Le SIVM Sud lance une campagne qui commence ce samedi.

N’ayant pas de solution de financement et aucune visibilité sur la mise en place d’une réglementation permettant une organisation autofinancée de la collecte et du traitement des déchets, le Syndicat intercommunal à vocation multiple (SIVM) du Sud, compétent pour le traitement des déchets des communes de Boulouparis, Bourail, La Foa, Farino, Moindou, Sarraméa et Thio, a fait le choix de tarifier les dépôts en déchetterie des principaux déchets dangereux.

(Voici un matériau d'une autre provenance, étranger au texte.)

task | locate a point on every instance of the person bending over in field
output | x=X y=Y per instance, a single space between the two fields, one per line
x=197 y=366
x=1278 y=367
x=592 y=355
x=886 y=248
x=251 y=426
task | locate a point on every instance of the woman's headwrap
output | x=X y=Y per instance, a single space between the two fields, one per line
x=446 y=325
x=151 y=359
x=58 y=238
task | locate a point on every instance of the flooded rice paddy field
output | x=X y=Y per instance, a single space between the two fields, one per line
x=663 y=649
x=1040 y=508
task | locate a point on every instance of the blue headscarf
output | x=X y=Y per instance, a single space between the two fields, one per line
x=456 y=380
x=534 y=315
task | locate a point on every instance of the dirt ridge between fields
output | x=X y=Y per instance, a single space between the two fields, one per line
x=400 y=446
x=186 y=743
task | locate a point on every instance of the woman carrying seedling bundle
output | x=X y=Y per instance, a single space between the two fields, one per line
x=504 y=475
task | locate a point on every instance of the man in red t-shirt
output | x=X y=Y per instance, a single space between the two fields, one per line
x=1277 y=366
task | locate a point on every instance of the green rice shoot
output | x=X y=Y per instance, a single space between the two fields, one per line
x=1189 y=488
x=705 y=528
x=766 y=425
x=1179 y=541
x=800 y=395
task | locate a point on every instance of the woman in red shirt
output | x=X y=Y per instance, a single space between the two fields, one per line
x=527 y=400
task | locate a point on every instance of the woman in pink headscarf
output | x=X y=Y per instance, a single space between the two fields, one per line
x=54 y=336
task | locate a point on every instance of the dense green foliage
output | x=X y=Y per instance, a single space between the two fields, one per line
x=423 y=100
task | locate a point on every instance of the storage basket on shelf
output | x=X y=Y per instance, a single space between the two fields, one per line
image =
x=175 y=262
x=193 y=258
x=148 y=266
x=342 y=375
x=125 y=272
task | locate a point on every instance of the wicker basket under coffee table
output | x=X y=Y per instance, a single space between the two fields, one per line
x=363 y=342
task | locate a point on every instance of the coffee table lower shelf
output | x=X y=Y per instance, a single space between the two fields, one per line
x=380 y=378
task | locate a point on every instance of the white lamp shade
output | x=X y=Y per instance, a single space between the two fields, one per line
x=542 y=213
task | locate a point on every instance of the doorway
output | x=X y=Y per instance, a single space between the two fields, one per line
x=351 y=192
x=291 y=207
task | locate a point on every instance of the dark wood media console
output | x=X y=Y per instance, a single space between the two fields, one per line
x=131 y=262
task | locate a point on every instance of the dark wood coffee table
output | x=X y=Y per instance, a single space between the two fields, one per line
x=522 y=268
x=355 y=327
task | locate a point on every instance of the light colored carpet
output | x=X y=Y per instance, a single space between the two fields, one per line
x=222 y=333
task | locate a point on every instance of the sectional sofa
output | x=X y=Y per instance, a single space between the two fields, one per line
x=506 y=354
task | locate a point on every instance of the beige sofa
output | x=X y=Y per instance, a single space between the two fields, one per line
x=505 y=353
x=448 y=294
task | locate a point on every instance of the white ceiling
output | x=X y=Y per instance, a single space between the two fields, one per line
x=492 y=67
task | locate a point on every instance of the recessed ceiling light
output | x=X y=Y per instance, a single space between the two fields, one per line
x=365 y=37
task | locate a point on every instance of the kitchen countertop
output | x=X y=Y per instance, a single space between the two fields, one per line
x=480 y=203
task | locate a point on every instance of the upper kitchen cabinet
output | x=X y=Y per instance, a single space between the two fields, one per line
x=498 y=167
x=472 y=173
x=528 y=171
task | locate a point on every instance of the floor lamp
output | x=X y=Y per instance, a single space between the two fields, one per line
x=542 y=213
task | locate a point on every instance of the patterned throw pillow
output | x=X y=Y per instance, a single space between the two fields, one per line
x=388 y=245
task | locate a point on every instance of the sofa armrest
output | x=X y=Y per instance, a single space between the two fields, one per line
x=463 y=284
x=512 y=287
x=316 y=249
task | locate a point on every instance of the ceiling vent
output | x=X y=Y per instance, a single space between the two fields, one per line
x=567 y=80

Dans l’attente d’une réglementation type « responsabilité élargie des producteurs » (REP), déjà existante pour les accumulateurs usagés au plomb, les huiles de vidanges, les piles, les déchets d’équipements électriques et électroniques, les pneumatiques usagés et les véhicules hors d’usages, le comité syndical du SIVM Sud a pris une délibération en novembre pour mettre en place des collectes payantes à destination des usagers des déchetteries, professionnels comme particuliers.

Dix tonnes par an

Les déchets dangereux spécifiques (DDS) sont estimés à 10 tonnes par an sur les communes du SIVM Sud. Et, plus de 70 % de ce gisement sont constitués par les pots de peinture. Or, la collecte et le traitement de ce type de déchets nécessitent un budget de l’ordre de 6 millions de francs par an, budget que le SIVM Sud n’a pas à ce jour. Ces nouveaux tarifs ont engendré une autre problématique, celle des dépôts sauvages. « Nous demandons aux agents de déchetteries de refuser les déchets dangereux sur les déchetteries, mais la réalité est qu’on retrouve ces mêmes déchets dangereux dans les dépôts sauvages ou aux portails d’entrée après les refus », déplore Régis Roustan, président du SIVM Sud.


Calendrier et prix

Trois premières campagnes de collecte sont déjà annoncées : ce samedi à la déchetterie de La Foa (8 h – 12 h), le 5 avril à la déchetterie de Boulouparis (8 h -12 h) et le 19 avril à la déchetterie de Bourail (8 h – 12 h). Le prix à payer, par kilo déposé, va de 350 francs (peintures acryliques) à 1 650 francs (le Xylophène, un produit pour traiter le bois).